Jeannette is now in the third year of her course, attending training once a week with the Portsmouth Pathway, based at St Luke’s Church. She also spends some weekends studying at Ripon College Cuddesdon near Oxford.
If her health is poor, or she cannot risk infection because of the chemotherapy, she’ll Skype into lectures from home.
Her curacy will be split between St Jude’s Church and the new St Margaret’s Community Church. She’s already preaching at St Margaret’s and St Jude’s, where the team are hoping to open a community café.
“I pray in all sorts of ways, some formal prayers, but some just conversations with God in the car,” she said. “Prayer comes with time and how you’re taught.

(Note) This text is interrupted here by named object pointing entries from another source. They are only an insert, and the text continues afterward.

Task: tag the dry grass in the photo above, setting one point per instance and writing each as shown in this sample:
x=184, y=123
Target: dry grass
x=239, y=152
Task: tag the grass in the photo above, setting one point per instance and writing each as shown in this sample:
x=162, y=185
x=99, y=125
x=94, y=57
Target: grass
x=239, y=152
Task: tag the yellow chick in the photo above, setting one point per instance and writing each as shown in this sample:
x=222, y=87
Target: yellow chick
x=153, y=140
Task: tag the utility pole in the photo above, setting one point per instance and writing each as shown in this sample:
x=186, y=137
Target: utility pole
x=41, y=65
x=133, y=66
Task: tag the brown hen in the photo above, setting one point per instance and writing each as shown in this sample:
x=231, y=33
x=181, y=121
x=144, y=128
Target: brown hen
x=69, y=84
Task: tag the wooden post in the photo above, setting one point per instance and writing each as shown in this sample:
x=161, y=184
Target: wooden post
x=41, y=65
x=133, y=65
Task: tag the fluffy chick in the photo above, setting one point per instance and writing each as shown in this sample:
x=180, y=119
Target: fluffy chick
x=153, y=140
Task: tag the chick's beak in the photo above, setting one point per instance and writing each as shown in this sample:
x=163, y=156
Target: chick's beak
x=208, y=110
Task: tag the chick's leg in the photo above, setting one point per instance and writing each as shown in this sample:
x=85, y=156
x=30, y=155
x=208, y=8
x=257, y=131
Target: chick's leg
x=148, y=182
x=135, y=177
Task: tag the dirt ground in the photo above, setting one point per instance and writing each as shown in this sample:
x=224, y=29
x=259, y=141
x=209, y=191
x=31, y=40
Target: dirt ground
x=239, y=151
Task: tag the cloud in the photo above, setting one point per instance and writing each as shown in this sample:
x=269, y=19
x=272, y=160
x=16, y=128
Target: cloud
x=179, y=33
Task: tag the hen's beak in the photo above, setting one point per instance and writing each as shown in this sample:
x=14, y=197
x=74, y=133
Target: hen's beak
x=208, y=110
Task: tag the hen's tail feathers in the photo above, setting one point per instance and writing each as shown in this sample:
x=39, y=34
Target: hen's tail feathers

“I’ve prayed with a lot of people who are dying. They can be almost comatose but they can say the Lord’s Prayer. It’s one of the last things to go.”
“My April scan showed that the two tumours inside me were shrinking. All the cancer in my lungs has gone. Thanks to God. I still have one on my ribs.”
“Our goal is to see God face to face. It’s awful for those left behind – the pain of separation. But God is a loving God and he can heal the past. He doesn’t change the past, but he can heal it. I believe in miracles—of course.”
“My prognosis is – I’m dying – it’s terminal cancer. But I’m at peace. I’m in God’s hands. I said to God: ‘If I’m dying, give me the grace to die well’. and God replied ‘No I am going to heal you’.”